According to Pitchbook Data, marketing and ad tech companies pulled in approximately $6B in venture funding across ~800 deals last year.  This represents a 46% year-over-year increase in invested capital and a 23% compound annual growth (“CAGR”) rate since 2009. For reference, total VC funding increased ~25% year-over-year at a CAGR of ~20% over the same period.

VB Insights’ figures are even more striking (albeit more liberal on data inclusion, surely).  Their recent report asserts that companies in the MarTech space garnered ~$11B in 2015, which if accurate would equal nearly half of the cumulative venture capital investment that has gone into MarTech in all prior years (~$25B).

While we are seeing a cooling off in overall VC investment and in late stage deals in particular, there are some early indicators which suggest MarTech investment is off to a good start in 2016.

So what’s driving these numbers? A few things:

  • Demand for MarTech is growing rapidly – The combination of the rise of mobile, social, cloud tech, data proliferation and the CMO’s budget (just to name a few) is driving the need for a wide spectrum of smart marketing technology solutions to address a myriad of new situations. Enterprise spend directed toward MarTech has already increased substantially over the past few years and yet it appears the ceiling is still far from sight. According to Ashu Garg of Foundation Capital, tech spend as a percentage of total marketing spend still represents only one percent! In his 2015 Whitepaper he projects the market to grow 10x over the next 10 years.

MarTech growth

  • The scope of MarTech is expanding – Marketing technology has expanded its reach to the point where the border seems increasingly nebulous. It exists at the nexus of a growing number of stakeholders within any given organization and impacts many functional areas beyond what has traditionally been considered marketing. Many have been asking: What exactly is marketing technology? In fact, the better question might be: what isn’t marketing technology? As the overlap increases, more and more companies are getting lumped into the MarTech bucket, which could also contribute to the increasingly large figures shown at the top of this.
  • Acquirers are increasingly active – Successful exits in MarTech have become bigger and more frequent, catching the attention of many among the venture capital universe. In 2015, acquirers paid roughly $10B to acquire hundreds of MarTech companies, representing a meaningful portion of all tech M&A activity. The most acquisitive of which include the likes of Adobe, Facebook, Google and Oracle. These dollar amounts and logos are certainly contributing to the fact that VCs are opening their checkbook for MarTech companies with increasing alacrity.

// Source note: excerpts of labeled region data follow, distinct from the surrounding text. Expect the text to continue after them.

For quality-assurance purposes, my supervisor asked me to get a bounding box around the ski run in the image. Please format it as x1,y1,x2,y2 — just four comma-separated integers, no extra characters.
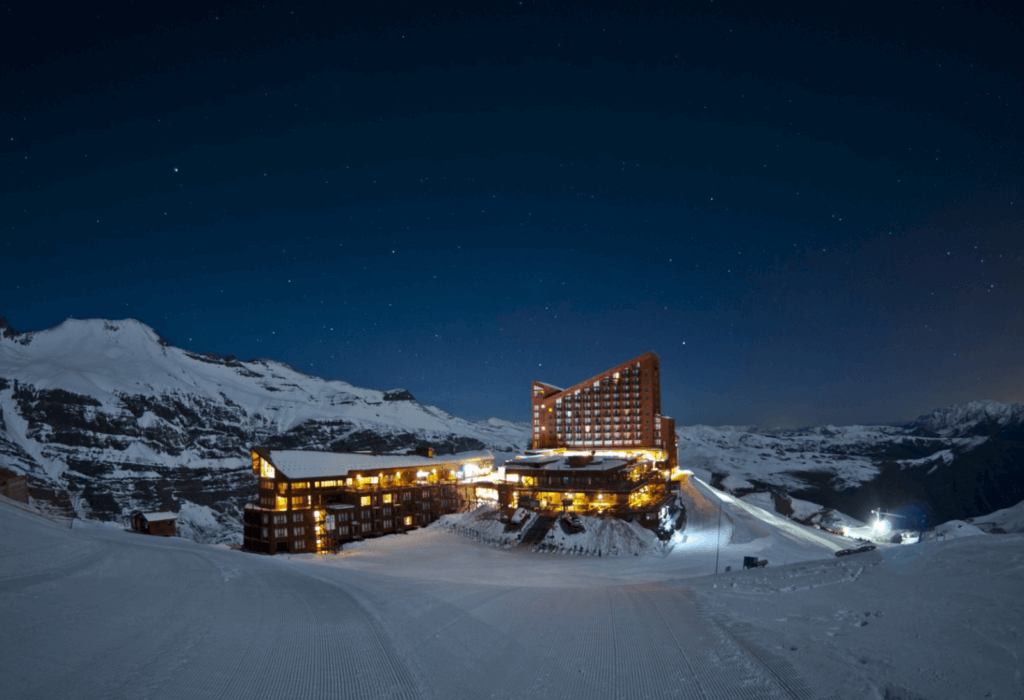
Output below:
0,479,1024,700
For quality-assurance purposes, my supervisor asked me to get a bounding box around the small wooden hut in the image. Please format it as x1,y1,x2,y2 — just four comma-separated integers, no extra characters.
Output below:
131,511,178,537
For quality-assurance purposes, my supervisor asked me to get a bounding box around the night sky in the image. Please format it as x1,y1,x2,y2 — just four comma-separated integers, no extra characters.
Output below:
0,0,1024,428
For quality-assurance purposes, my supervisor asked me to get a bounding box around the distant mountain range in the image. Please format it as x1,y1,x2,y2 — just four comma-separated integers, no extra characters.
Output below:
0,318,529,541
0,317,1024,541
677,401,1024,523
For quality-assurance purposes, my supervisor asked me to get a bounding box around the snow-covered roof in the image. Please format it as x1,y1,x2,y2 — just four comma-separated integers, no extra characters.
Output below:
505,454,630,472
266,449,495,479
142,511,178,523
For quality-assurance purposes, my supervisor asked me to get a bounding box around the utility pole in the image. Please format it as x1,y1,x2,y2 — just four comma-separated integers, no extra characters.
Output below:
715,498,722,574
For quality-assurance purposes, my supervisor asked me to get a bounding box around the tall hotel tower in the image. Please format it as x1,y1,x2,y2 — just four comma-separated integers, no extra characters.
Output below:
532,352,678,469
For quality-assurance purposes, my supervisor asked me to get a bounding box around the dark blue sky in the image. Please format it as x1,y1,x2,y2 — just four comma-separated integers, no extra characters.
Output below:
0,1,1024,427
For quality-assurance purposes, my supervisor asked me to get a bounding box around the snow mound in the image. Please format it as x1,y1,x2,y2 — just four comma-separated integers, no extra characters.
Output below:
935,520,988,539
438,506,665,557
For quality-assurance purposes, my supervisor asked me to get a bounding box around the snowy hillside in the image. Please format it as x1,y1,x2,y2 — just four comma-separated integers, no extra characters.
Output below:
0,319,528,538
676,401,1024,524
0,491,1024,700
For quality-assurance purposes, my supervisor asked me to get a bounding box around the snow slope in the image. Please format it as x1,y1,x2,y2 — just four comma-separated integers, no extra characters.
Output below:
0,319,528,541
968,500,1024,532
0,491,1024,700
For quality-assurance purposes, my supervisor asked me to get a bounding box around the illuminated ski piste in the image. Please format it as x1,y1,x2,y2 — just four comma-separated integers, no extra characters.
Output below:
0,489,1024,700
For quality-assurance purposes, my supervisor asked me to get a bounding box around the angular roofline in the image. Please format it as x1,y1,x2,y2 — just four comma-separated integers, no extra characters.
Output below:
532,350,662,398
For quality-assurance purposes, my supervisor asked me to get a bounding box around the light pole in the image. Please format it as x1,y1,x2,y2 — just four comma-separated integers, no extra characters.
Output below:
715,491,722,574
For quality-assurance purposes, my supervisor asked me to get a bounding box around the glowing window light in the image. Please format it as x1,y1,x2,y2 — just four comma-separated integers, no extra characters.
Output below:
259,457,278,479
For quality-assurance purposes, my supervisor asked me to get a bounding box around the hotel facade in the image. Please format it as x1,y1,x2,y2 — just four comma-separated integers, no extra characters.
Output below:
460,352,678,532
243,447,494,555
532,352,678,469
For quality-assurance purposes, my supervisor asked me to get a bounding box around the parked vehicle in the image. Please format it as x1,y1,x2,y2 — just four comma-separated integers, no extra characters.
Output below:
562,513,584,534
836,544,874,557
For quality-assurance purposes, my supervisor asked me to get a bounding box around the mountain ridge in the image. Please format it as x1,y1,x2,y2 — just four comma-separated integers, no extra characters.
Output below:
0,317,1024,541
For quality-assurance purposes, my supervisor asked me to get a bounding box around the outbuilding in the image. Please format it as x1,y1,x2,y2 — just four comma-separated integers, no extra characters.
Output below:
131,511,178,537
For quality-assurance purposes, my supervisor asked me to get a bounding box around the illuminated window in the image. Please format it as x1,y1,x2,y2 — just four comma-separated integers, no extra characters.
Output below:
259,457,276,479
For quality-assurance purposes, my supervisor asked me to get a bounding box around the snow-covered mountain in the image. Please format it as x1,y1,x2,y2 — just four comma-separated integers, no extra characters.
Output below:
677,401,1024,523
0,318,529,540
0,318,1024,540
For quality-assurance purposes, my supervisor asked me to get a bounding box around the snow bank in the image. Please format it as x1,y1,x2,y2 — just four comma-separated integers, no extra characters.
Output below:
438,506,666,557
935,520,988,539
967,500,1024,532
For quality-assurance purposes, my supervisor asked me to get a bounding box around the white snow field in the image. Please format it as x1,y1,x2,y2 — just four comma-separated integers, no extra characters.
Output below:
0,480,1024,700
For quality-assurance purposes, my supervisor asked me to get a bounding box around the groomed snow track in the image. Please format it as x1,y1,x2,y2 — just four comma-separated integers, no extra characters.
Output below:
0,504,847,700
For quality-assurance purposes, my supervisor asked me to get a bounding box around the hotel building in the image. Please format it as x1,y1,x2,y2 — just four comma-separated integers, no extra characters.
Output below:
243,447,494,555
532,352,678,470
460,352,677,532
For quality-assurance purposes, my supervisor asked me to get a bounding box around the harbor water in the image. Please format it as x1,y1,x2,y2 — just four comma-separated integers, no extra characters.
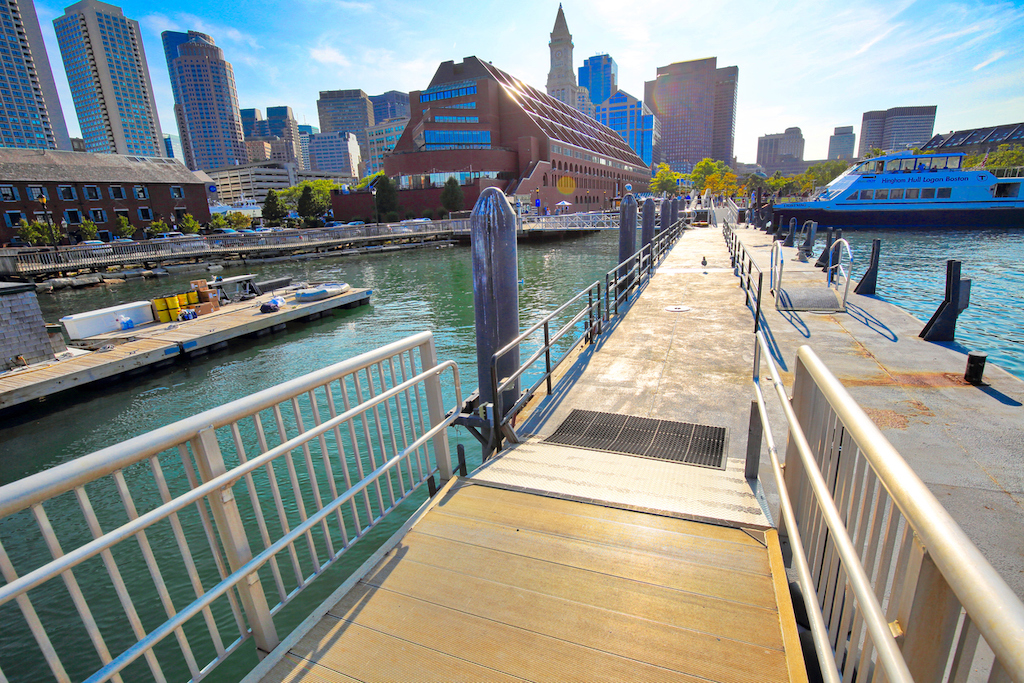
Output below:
0,230,1024,681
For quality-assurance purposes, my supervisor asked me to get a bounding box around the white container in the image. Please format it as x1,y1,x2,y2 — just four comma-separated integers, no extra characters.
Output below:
60,301,153,339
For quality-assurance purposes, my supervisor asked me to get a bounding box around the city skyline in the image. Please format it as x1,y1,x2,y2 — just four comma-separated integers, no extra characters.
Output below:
29,0,1024,162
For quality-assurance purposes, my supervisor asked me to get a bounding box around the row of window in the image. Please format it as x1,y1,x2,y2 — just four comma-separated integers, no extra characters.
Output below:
4,206,153,228
846,187,952,201
0,185,185,202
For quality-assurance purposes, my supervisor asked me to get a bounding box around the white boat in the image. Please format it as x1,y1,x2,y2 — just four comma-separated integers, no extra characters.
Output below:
295,283,352,303
772,152,1024,229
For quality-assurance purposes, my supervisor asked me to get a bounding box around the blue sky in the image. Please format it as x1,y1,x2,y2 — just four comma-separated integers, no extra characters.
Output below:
36,0,1024,162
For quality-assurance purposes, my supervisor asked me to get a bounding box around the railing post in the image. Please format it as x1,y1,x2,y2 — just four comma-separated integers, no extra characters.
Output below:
190,426,281,659
420,337,452,483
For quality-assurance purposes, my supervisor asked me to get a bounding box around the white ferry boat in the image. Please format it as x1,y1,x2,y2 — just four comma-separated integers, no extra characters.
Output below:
774,152,1024,229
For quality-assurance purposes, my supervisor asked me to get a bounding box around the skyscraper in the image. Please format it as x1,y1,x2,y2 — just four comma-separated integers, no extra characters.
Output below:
644,57,739,173
161,31,248,171
0,0,71,152
546,3,594,118
53,0,164,157
580,54,618,105
828,126,857,159
857,104,936,158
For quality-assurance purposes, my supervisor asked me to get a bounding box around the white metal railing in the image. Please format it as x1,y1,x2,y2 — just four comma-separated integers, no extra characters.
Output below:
0,332,462,681
754,332,1024,682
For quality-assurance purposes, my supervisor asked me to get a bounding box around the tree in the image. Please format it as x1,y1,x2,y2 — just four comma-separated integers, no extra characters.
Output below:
78,218,97,240
440,176,466,213
116,216,135,240
263,189,288,225
650,164,683,197
178,213,199,234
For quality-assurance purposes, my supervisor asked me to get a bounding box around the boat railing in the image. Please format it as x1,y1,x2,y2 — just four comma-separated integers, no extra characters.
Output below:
490,220,685,451
0,332,462,681
746,332,1024,683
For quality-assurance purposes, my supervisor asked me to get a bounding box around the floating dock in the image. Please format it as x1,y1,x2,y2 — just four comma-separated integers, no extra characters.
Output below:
0,289,372,411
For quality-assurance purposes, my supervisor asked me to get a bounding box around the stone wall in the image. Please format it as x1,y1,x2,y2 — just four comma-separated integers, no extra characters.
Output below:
0,283,53,370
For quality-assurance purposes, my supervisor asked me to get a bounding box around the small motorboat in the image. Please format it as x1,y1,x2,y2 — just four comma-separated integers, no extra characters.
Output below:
295,283,352,303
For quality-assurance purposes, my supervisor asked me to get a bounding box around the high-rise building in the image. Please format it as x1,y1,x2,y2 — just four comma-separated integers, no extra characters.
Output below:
370,90,409,123
644,57,739,173
161,31,248,171
0,0,72,152
594,90,662,167
309,131,360,178
758,128,804,173
857,104,936,158
828,126,857,159
53,0,164,157
546,3,594,118
580,54,618,106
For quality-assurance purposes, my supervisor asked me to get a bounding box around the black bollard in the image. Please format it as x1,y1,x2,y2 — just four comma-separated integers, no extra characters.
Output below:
469,187,519,458
640,197,654,252
615,193,637,297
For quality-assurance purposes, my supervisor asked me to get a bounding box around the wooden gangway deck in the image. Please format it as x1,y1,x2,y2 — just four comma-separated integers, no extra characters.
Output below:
256,475,807,683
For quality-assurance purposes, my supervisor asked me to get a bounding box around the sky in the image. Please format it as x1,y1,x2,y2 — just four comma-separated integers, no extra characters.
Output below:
36,0,1024,163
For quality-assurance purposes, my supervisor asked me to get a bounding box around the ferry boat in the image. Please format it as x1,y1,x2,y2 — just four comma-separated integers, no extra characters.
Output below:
773,152,1024,229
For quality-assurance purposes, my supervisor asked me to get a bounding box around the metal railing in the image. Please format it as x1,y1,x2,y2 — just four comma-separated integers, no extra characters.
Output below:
490,220,685,451
748,332,1024,683
0,332,462,681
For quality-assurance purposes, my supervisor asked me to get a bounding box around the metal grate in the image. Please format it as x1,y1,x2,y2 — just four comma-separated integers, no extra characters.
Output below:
544,410,727,469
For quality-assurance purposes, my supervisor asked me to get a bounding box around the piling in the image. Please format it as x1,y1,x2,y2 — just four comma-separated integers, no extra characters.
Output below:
469,187,519,448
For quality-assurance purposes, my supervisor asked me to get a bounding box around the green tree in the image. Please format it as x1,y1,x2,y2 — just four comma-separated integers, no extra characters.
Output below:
78,218,97,240
116,216,135,240
178,213,199,234
263,189,288,225
650,164,683,197
441,176,466,212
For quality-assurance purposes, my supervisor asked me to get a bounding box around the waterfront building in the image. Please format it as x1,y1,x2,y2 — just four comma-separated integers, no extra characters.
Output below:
299,123,319,169
580,54,618,106
309,132,361,178
828,126,857,161
53,0,165,157
546,3,594,118
370,90,409,123
352,57,650,216
0,148,210,243
921,123,1024,155
644,57,739,173
362,117,409,176
758,128,804,174
857,104,936,159
161,31,247,171
594,90,662,170
207,161,355,204
0,0,72,151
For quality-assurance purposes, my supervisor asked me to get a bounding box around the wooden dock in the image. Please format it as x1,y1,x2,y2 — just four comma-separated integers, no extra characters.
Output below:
0,289,372,411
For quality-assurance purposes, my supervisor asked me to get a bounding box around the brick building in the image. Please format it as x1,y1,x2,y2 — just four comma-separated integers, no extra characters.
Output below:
0,148,210,243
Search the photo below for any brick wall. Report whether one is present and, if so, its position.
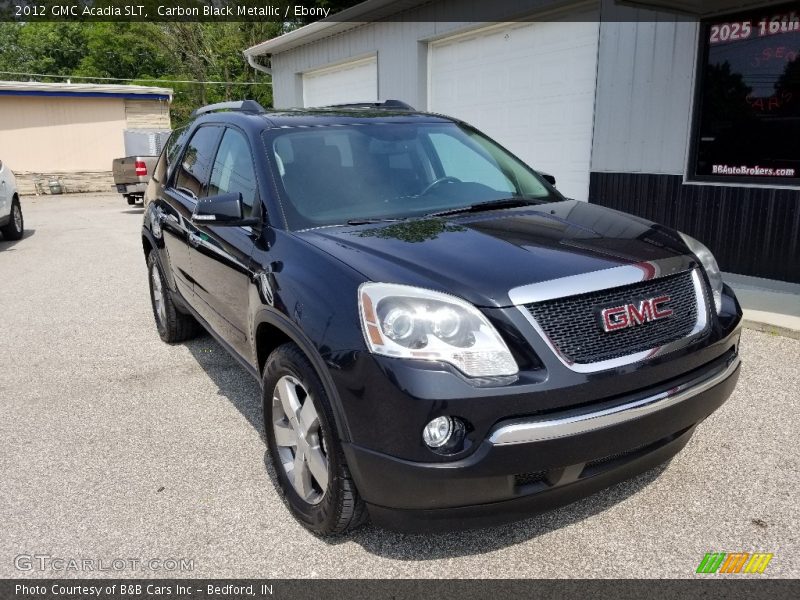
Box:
[14,171,116,195]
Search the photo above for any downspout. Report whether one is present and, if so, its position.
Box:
[244,52,272,76]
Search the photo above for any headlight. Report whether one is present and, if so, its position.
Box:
[679,232,722,314]
[358,283,518,377]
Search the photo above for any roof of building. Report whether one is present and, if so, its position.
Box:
[0,81,173,102]
[244,0,779,57]
[244,0,418,56]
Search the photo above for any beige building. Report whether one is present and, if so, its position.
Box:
[0,81,172,194]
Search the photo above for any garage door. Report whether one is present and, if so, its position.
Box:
[428,14,599,200]
[303,56,378,106]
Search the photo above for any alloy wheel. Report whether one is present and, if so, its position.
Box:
[272,375,328,504]
[11,204,22,232]
[150,265,167,325]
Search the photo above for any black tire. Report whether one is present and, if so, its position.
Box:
[0,197,25,241]
[147,252,201,344]
[262,343,368,535]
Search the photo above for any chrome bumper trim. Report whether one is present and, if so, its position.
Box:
[489,355,741,446]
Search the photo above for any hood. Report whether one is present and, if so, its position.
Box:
[297,200,686,307]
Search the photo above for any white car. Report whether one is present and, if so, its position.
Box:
[0,160,25,240]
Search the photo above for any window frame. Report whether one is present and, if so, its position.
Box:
[684,3,800,189]
[203,123,265,216]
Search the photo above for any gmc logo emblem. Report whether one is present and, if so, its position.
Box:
[600,296,672,332]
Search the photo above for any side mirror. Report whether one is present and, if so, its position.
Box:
[192,192,258,227]
[539,171,556,187]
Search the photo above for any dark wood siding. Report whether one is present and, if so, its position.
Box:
[589,172,800,283]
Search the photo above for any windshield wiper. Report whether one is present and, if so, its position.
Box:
[347,217,405,225]
[427,198,537,217]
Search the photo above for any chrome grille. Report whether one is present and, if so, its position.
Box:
[525,271,705,364]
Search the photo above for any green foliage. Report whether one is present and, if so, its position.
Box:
[0,22,284,126]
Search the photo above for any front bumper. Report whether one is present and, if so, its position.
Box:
[115,183,147,194]
[344,348,739,531]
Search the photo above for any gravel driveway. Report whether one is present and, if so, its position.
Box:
[0,195,800,578]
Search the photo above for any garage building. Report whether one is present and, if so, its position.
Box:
[0,81,172,194]
[245,0,800,283]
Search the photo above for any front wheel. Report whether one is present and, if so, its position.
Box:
[263,343,367,535]
[0,198,25,241]
[147,250,200,344]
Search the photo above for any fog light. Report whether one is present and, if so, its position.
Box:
[422,417,454,448]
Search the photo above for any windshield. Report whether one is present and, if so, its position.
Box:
[265,123,563,230]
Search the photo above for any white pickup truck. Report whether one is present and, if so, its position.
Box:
[111,156,158,204]
[0,160,25,241]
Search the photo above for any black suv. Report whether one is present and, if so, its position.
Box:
[142,100,741,534]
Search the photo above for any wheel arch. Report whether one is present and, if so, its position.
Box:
[253,309,350,441]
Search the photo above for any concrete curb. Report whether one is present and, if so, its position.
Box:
[742,319,800,340]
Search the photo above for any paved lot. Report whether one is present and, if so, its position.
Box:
[0,195,800,578]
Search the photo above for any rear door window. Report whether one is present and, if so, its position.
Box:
[208,128,258,214]
[174,125,222,198]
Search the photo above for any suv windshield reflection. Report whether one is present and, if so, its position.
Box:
[266,123,563,230]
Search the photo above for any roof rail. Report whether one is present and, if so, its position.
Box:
[322,100,416,110]
[191,100,267,118]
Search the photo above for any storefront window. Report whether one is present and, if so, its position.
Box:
[690,4,800,185]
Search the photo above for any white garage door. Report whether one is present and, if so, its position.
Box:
[303,56,378,106]
[428,14,599,200]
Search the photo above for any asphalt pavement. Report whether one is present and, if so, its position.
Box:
[0,194,800,578]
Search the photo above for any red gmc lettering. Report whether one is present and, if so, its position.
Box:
[601,296,672,331]
[650,296,672,319]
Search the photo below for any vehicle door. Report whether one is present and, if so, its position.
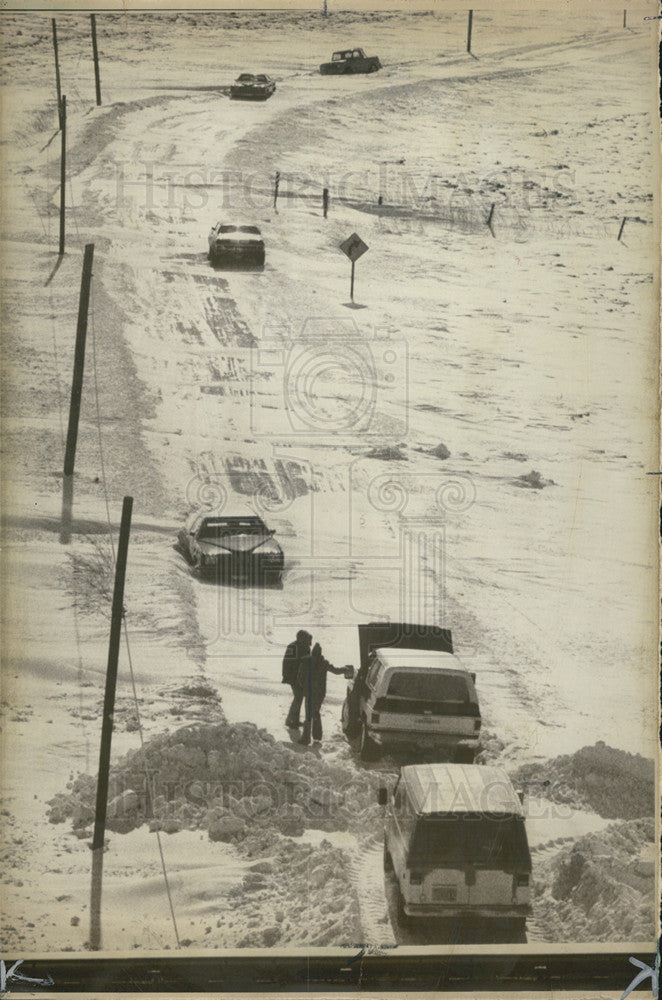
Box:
[361,656,383,720]
[384,778,412,881]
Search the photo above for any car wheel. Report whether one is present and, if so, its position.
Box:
[397,886,409,927]
[359,719,377,760]
[340,698,361,739]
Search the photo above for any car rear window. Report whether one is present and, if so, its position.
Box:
[409,813,531,871]
[199,521,267,538]
[386,670,471,702]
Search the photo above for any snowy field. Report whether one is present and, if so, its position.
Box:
[0,6,659,953]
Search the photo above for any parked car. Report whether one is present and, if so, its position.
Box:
[378,764,531,940]
[230,73,276,101]
[208,222,264,267]
[320,49,382,76]
[341,623,481,763]
[177,514,284,586]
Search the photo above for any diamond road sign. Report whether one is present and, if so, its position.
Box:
[340,233,369,263]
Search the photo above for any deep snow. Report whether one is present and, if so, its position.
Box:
[2,7,658,951]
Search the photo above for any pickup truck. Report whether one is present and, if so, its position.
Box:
[320,49,382,76]
[341,622,481,763]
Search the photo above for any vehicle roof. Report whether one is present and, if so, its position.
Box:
[375,646,467,674]
[400,764,524,816]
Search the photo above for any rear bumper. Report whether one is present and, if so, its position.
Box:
[368,726,480,750]
[200,559,283,583]
[404,903,532,920]
[230,87,273,101]
[209,243,264,260]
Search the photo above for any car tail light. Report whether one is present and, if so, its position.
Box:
[255,539,280,556]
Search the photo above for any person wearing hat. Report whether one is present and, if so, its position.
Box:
[283,629,313,729]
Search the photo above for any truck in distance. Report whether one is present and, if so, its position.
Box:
[341,623,481,763]
[320,49,382,76]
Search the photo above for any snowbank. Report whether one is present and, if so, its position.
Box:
[514,740,655,819]
[49,722,379,843]
[535,819,655,941]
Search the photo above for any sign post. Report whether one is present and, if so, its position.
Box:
[340,233,369,302]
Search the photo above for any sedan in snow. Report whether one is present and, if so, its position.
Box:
[208,222,264,267]
[230,73,276,101]
[177,514,284,586]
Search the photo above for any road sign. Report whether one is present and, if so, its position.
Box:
[340,233,369,264]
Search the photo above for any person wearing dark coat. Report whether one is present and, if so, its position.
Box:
[283,629,313,729]
[298,642,345,745]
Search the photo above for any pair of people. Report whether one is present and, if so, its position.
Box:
[283,629,345,746]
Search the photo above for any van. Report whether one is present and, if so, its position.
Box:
[378,764,531,937]
[341,623,481,763]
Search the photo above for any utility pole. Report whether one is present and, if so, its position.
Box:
[90,497,133,951]
[60,97,67,257]
[60,243,94,545]
[51,18,62,128]
[90,14,101,107]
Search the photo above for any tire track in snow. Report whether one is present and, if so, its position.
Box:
[350,843,396,945]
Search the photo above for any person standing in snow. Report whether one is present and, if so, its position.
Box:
[298,642,345,746]
[283,629,313,729]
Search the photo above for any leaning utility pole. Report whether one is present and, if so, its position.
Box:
[60,243,94,545]
[60,97,67,257]
[90,497,133,951]
[51,18,62,128]
[90,14,101,107]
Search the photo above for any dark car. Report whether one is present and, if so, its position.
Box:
[208,222,264,267]
[177,514,284,586]
[230,73,276,101]
[320,49,382,76]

In one sense, this deluge of capital inflow serves to validate the potential of the market. But in another sense, does this start to smell of overheating? How many winners can there really be? Where are we on the maturation curve?  These are questions we discuss amongst ourselves and out in the market every day.  But ultimately, we always come back to the same fundamental conclusion: the sector continues to provide enormous opportunity (and rewards) to entrepreneurs who are bringing truly differentiated and sustainable products to the market.